The outrage my son felt during physical fitness testing a few years back was pretty typical — he was fuming that the girls had a shorter distance to run.

I asked, “Why?” — knowing of course there was a good reason.

He sighed heavily, and reluctantly said, “Their lungs are smaller.”

Ever since girls started their ongoing critique of boys, my son, who had gotten along well with them, went through a time where he denounced them as “evil.” He saw unfairness at every turn and perceived they got preferential treatment from teachers. Which could have happened.

When the girls’ ongoing critiques about the boys turned to outright cruelty, I began to be troubled myself, and even embarrassed that girls were being so mean.

Then he began to pick up on the bits and pieces of news he overheard. And he saw a troubling pattern: Men were quite often the ones connected to murder and violence, and it seemed to give him pause on how the world may not be tilted forever to favor girls.

“Why is it always the men?” he asked, pondering the heaviness of it all.

I struggled for a satisfactory answer, but news and statistics seemed irrefutable.

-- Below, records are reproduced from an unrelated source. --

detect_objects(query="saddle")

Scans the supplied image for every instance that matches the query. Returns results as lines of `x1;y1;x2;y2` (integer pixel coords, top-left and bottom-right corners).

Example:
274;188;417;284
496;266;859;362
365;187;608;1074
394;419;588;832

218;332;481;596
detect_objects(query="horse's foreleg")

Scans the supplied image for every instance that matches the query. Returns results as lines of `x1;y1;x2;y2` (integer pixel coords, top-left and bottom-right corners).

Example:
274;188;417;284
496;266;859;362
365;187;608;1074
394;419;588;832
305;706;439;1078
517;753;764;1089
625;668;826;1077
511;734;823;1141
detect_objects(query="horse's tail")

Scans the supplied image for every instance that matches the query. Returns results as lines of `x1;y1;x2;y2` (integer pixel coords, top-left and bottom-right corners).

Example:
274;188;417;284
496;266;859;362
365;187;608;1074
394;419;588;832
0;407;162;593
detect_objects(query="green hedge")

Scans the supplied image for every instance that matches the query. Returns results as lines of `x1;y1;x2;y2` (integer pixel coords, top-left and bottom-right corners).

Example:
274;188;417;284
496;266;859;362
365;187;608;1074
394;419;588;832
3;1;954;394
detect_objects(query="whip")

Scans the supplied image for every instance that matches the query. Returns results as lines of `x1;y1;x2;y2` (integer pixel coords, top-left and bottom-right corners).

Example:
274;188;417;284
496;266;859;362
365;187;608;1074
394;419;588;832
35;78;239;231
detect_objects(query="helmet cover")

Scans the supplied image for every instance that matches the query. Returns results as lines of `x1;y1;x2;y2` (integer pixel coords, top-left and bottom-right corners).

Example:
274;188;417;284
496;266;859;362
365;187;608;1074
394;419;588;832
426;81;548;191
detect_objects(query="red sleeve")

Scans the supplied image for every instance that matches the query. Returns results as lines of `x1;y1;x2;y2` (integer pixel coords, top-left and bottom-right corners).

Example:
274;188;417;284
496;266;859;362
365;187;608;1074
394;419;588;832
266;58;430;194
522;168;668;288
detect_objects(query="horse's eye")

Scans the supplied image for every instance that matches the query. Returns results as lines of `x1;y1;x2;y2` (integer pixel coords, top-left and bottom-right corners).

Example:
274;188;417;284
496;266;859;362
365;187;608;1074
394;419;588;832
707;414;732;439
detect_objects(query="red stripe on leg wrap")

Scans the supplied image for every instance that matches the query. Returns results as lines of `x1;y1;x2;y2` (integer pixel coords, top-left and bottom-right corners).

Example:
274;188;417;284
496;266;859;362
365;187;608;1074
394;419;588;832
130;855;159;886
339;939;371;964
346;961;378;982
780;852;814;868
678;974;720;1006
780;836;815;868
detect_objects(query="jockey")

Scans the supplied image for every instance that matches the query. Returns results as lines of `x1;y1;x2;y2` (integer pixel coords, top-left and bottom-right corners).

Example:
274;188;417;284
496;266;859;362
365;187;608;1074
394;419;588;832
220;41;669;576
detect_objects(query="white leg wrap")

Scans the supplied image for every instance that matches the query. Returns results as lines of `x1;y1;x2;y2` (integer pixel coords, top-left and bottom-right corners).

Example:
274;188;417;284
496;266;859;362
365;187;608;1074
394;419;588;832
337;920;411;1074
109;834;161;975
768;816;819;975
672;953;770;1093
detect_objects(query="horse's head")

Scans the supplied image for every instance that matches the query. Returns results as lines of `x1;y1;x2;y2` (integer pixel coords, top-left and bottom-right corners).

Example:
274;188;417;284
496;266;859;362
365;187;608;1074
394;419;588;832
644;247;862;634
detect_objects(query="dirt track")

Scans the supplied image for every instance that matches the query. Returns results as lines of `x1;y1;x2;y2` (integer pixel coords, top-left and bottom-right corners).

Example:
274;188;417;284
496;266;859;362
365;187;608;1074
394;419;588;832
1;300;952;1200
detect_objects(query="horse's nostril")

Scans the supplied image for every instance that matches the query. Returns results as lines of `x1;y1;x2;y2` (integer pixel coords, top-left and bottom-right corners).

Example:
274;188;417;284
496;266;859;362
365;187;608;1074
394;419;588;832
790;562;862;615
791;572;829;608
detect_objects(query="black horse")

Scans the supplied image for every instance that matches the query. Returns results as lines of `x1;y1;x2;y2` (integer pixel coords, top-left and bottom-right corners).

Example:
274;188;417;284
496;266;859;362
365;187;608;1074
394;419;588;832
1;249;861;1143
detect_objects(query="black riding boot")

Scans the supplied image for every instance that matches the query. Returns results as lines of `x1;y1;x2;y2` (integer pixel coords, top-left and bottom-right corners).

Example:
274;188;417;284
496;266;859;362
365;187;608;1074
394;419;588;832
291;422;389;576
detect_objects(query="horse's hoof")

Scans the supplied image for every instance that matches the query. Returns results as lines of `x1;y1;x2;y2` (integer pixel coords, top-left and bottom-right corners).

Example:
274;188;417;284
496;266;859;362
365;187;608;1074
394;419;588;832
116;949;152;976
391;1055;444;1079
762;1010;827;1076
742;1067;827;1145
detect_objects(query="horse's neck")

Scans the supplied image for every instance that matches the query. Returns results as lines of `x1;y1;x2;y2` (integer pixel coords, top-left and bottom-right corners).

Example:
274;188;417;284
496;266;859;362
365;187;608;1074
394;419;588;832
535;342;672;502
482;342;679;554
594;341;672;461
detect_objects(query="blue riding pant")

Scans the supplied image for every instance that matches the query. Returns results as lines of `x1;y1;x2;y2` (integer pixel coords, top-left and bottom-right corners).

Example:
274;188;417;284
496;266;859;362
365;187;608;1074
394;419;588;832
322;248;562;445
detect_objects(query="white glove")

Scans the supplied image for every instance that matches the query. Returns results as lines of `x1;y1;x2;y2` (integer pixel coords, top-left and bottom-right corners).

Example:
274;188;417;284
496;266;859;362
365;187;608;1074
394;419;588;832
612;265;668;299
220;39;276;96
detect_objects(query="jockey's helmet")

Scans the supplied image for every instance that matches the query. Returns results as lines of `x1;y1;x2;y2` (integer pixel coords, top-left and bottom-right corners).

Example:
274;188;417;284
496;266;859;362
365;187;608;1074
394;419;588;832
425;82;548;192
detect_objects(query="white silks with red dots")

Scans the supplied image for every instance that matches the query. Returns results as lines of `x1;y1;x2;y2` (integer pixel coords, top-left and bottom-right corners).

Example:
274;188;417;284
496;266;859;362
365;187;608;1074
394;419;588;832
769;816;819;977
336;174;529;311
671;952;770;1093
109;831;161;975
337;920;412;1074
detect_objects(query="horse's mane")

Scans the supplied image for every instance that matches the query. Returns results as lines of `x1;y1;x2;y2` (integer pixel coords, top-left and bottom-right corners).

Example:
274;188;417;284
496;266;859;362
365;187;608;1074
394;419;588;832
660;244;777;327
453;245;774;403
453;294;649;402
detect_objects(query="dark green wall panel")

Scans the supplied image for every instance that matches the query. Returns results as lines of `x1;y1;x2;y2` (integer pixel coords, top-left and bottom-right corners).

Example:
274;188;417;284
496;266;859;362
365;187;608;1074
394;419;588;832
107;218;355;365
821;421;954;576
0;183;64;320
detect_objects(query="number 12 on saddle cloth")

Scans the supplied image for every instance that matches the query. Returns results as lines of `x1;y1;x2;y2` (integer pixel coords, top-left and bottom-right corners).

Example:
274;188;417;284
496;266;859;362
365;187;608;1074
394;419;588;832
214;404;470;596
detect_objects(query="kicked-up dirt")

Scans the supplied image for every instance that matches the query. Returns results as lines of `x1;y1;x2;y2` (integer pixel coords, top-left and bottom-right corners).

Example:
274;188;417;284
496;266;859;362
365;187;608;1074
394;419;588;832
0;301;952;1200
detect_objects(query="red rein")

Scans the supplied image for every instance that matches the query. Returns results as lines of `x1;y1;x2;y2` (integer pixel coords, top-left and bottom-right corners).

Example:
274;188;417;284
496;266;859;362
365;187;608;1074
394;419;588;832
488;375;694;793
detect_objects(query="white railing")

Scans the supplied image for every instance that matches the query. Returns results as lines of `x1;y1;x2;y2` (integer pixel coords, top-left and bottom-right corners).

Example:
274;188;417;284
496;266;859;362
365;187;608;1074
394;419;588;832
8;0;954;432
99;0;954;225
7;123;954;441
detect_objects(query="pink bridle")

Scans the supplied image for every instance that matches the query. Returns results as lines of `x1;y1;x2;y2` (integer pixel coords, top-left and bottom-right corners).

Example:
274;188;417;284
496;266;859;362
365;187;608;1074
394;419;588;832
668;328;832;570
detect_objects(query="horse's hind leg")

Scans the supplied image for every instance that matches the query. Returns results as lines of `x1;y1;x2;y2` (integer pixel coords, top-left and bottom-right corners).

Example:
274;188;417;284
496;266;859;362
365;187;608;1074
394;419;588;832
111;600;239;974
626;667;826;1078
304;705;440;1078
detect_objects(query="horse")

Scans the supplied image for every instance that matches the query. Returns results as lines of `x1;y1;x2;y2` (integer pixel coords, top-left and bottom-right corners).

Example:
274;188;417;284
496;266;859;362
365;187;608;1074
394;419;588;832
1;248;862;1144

And those numbers are a fact all young boys will have to deal with, said Michael G. Thompson, Ph.D., who co-authored the best seller, “Raising Cain: Protecting the Emotional Life of Boys.”

“Ninety-five percent of crimes are committed by men, that’s a fact every man has to confront — that violence is mainly male, but at the same time, 95 percent of men aren’t violent. So, yes, men commit violence, but it’s a small percent, your son has to know both those things,” Thompson said to me.

And while men and boys get more air time in movies and on TV — 70 percent more than girls — they also are frequently cast as the instigator or troublemaker.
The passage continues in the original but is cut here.